Karawang, tvOnenews.com - Dalam agenda Panen raya di karawang, Sekretaris Kabinet Teddy Indra Wijaya sempat dikerubungi warga, petani, dan penyuluh pertanian yang hadir di lokasi.
Usai mendampingi Presiden meninjau area persawahan, Teddy terlihat dihampiri banyak orang yang ingin bersalaman, berfoto, hingga menyampaikan aspirasi secara langsung.
Seperti diketahui, Presiden Republik Indonesia Prabowo Subianto menghadiri panen raya padi di Kecamatan Cilebar, Kabupaten Karawang, Jawa Barat, pada siang hari ini.
Kunjungan tersebut merupakan bagian dari agenda pemerintah untuk menegaskan capaian swasembada beras nasional tahun 2025.
Setibanya di lokasi, Presiden Prabowo meninjau penerapan teknologi pertanian modern dan melakukan panen padi menggunakan mesin combine harvester.

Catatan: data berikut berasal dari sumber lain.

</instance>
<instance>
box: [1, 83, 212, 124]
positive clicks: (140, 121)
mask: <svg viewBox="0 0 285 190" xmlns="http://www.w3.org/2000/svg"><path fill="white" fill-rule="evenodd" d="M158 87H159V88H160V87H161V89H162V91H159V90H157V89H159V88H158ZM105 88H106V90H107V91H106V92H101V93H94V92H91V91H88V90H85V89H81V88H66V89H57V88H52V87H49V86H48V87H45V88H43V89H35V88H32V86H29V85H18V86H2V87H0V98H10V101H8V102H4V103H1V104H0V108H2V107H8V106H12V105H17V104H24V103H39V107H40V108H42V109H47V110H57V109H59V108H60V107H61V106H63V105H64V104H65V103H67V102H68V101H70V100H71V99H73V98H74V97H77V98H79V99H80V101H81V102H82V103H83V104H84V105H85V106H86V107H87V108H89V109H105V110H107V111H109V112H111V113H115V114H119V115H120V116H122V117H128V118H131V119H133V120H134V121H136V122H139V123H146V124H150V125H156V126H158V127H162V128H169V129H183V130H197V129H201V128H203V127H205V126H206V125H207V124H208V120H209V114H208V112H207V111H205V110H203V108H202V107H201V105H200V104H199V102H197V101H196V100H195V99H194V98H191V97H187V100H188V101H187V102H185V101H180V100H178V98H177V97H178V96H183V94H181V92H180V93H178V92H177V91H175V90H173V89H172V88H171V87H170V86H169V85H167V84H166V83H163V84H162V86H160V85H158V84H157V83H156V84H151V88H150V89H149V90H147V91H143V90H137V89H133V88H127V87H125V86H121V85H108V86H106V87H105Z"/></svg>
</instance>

Presiden juga tampak menyapa serta berbincang langsung dengan para petani, penyuluh pertanian, dan masyarakat yang hadir di area persawahan.
Dalam rangkaian acara panen raya ini, Presiden Prabowo dijadwalkan memberikan arahan dan pidato di hadapan ribuan petani serta penyuluh pertanian dari berbagai daerah di Indonesia.
Selain itu, Presiden juga akan mendengarkan laporan dari Menteri Pertanian Andi Amran Sulaiman terkait kondisi produksi pangan nasional.
Sejumlah menteri dan pejabat negara turut mendampingi Presiden dalam kegiatan tersebut, di antaranya Menteri Koordinator Bidang Pangan Zulkifli Hasan, Menteri Pertahanan Sjafrie Sjamsoeddin, Menteri Sekretaris Negara Prasetyo Hadi, serta jajaran pimpinan Perum Bulog.
Presiden Prabowo juga dijadwalkan berdialog langsung dengan para petani dan penyuluh pertanian yang hadir, tidak hanya dari Jawa Barat, tetapi juga perwakilan dari berbagai wilayah di Indonesia.
Kehadiran Presiden disambut antusias, dengan suasana akrab terlihat saat masyarakat berebut menyalami dan berbincang langsung dengan Kepala Negara.
Panen raya di Karawang ini menjadi momentum penting bagi pemerintah dalam menunjukkan komitmen terhadap ketahanan pangan nasional serta pencapaian swasembada beras yang ditargetkan tercapai pada tahun 2025.